「ごめんね。優が寝てるから、車で送れなくて・・・。」


エレベーターに乗り込んでボタンを押しながらそう言った。


「ううん。全然。まだ電車もあるし。また呼んでね。」

「また、いつでも来て。賑やかなほうが楽しいし。」

「今度は何作ってもらおうかな?!」


俺の顔を見つめて笑ってそう彼女が言った。



静かにエレベーターの扉が開いて、少し向こうの大きなガラスの自動扉が見えた。


「ここでいいよ。
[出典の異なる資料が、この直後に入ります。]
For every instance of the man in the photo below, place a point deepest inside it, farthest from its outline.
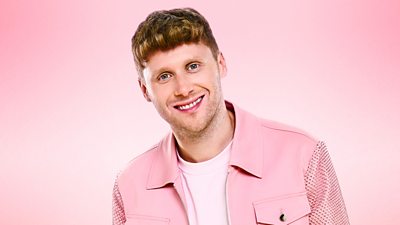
(219, 165)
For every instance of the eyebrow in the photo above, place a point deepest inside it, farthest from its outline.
(186, 62)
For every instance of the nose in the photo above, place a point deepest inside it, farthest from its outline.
(183, 85)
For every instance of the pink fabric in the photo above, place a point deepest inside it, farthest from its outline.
(277, 175)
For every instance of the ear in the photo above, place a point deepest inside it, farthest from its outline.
(223, 70)
(143, 88)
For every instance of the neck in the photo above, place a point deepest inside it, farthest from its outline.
(211, 142)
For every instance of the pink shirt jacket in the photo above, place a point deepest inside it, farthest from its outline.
(276, 175)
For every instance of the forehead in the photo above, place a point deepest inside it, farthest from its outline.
(177, 56)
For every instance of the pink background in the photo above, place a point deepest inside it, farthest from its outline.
(71, 114)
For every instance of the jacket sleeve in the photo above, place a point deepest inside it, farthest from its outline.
(323, 191)
(118, 213)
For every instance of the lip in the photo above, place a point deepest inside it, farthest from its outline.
(187, 102)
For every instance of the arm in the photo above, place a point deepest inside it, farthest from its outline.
(323, 191)
(118, 213)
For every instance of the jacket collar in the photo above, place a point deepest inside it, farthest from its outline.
(246, 152)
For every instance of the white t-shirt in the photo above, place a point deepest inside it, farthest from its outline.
(204, 187)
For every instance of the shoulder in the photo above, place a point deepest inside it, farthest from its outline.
(288, 131)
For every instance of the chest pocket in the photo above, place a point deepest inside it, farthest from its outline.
(146, 220)
(287, 209)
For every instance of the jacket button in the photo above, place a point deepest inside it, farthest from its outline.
(282, 217)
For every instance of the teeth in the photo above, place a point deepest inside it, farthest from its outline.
(188, 106)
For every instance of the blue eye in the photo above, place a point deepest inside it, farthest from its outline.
(193, 66)
(164, 77)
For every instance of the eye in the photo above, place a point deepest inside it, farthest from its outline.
(164, 77)
(193, 67)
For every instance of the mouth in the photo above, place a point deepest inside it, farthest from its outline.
(191, 105)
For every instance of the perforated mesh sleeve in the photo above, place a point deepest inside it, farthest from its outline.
(323, 191)
(118, 213)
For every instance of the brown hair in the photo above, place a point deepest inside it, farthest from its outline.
(166, 29)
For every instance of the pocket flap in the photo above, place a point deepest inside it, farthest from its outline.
(146, 220)
(283, 209)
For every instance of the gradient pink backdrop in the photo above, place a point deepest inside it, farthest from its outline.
(71, 114)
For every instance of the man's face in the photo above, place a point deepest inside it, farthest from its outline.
(184, 86)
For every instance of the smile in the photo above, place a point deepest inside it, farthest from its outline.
(190, 105)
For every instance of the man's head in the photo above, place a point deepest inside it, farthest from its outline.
(167, 29)
(180, 68)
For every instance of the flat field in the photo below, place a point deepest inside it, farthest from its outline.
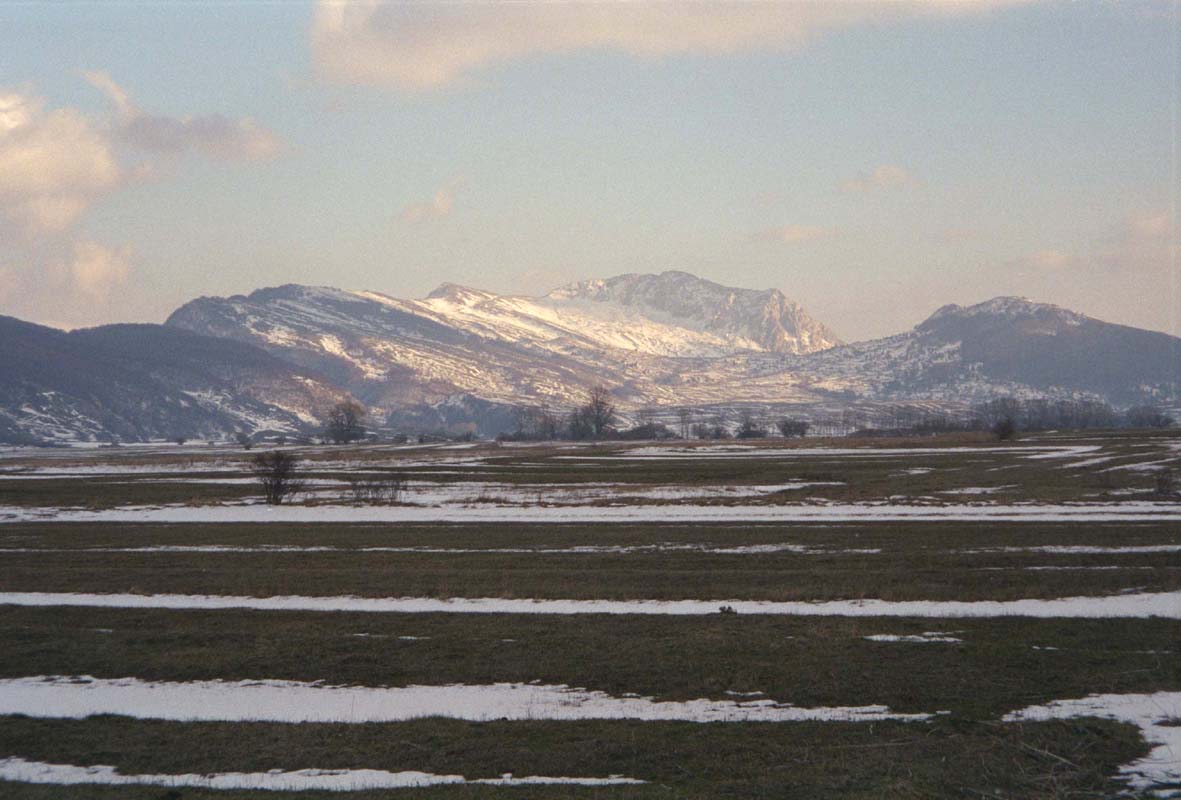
(946, 617)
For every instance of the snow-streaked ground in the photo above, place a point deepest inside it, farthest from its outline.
(1089, 512)
(1142, 605)
(300, 780)
(295, 701)
(1160, 771)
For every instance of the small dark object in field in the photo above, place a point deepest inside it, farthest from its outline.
(1166, 483)
(378, 490)
(345, 423)
(1005, 429)
(278, 475)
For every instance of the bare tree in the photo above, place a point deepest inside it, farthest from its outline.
(749, 427)
(595, 417)
(379, 490)
(600, 410)
(793, 428)
(344, 423)
(278, 474)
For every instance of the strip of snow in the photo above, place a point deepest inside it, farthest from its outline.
(1157, 604)
(294, 701)
(1115, 512)
(978, 489)
(579, 550)
(300, 780)
(745, 451)
(1160, 771)
(1074, 550)
(920, 638)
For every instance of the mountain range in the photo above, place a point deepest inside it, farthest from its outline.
(276, 358)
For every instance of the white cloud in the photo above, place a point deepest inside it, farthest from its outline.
(883, 176)
(417, 45)
(434, 208)
(795, 234)
(52, 163)
(96, 271)
(1049, 260)
(213, 135)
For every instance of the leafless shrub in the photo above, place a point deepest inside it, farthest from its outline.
(278, 474)
(383, 490)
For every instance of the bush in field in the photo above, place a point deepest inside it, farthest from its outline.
(1147, 416)
(278, 474)
(1005, 429)
(344, 423)
(750, 428)
(791, 428)
(595, 418)
(383, 490)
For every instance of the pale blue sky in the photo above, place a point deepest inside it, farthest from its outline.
(873, 167)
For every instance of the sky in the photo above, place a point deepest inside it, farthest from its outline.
(874, 161)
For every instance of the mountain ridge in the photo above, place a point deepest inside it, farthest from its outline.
(274, 358)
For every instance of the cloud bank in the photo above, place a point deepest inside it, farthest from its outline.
(413, 45)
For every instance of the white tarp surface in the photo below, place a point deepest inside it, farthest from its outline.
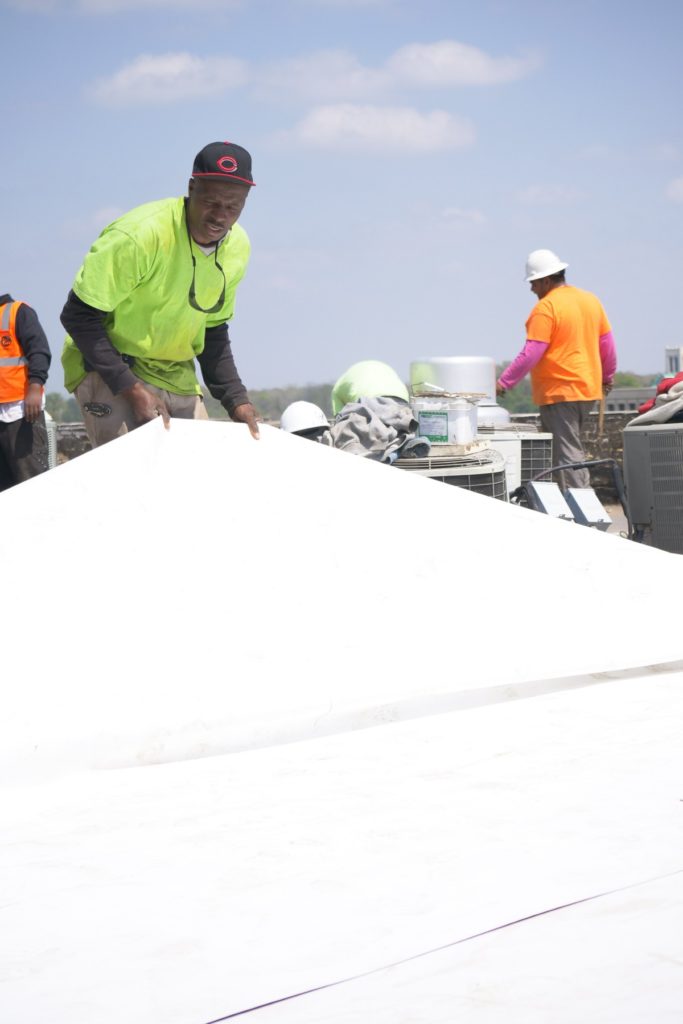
(270, 602)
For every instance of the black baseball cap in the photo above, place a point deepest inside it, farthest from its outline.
(223, 160)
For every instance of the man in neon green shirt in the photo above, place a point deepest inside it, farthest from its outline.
(155, 293)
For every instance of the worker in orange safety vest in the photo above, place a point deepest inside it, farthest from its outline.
(25, 360)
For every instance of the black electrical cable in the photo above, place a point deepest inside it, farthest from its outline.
(437, 949)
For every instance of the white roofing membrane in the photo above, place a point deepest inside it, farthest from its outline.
(276, 718)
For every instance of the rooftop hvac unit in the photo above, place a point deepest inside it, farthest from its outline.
(525, 453)
(653, 479)
(482, 471)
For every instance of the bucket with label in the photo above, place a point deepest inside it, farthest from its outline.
(432, 417)
(445, 419)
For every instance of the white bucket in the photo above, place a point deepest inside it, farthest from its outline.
(445, 421)
(462, 422)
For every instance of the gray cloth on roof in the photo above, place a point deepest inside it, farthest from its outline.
(666, 407)
(376, 428)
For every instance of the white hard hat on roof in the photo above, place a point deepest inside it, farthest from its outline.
(302, 416)
(543, 263)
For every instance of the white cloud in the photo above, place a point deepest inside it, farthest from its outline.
(549, 196)
(674, 190)
(324, 76)
(382, 129)
(169, 78)
(91, 224)
(331, 75)
(450, 62)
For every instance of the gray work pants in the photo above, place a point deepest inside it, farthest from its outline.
(565, 421)
(108, 416)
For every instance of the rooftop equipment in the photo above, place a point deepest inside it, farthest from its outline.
(481, 470)
(463, 375)
(653, 477)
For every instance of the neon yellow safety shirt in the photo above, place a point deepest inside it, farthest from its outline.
(138, 272)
優ちゃん心配だし・・・

駅までも道わかってるし。」


「ああ・・・でもタクシー呼んだから。

それ乗って帰って・・・ね。」



自動扉の向こうにチカチカとハザードランプを点けて停まっているタクシーを指さしながら俺は言った。



「えっ!!そんな・・・いいのにぃ。」


「呼んででもしとかないと、ももちゃん遠慮して電車で帰っちゃうでしょ。

大袈裟に思うかもだけど心配だから・・・


大事だから・・・


ほんと遠慮しないで乗って帰って。

もし、気兼ねだったらさ、またなんかうまいもん作ってよ、ね。」


彼女の肩をポンと叩いて顔を覗きこむようにそう言いながら

足取りの重い彼女を促すようにそっと腰に手を回してタクシーの前まで連れて行った。



自動扉が開くと同時にタクシーの扉はパタっと開いた。


「ありがとう。また、メールするね。ごめんね。ありがと」

申し訳なさそうな笑顔で彼女がタクシーに乗り込んだ。



「これ、お釣りいらないんで彼女、家の前まで送ってもらえます?」

タクシーの運転手にお金を渡しながらそう言った。



「じゃあ、また。オヤスミ。」


「おやすみなさい。」



バタン!!扉が閉まってタクシーはゆっくりと走りだした。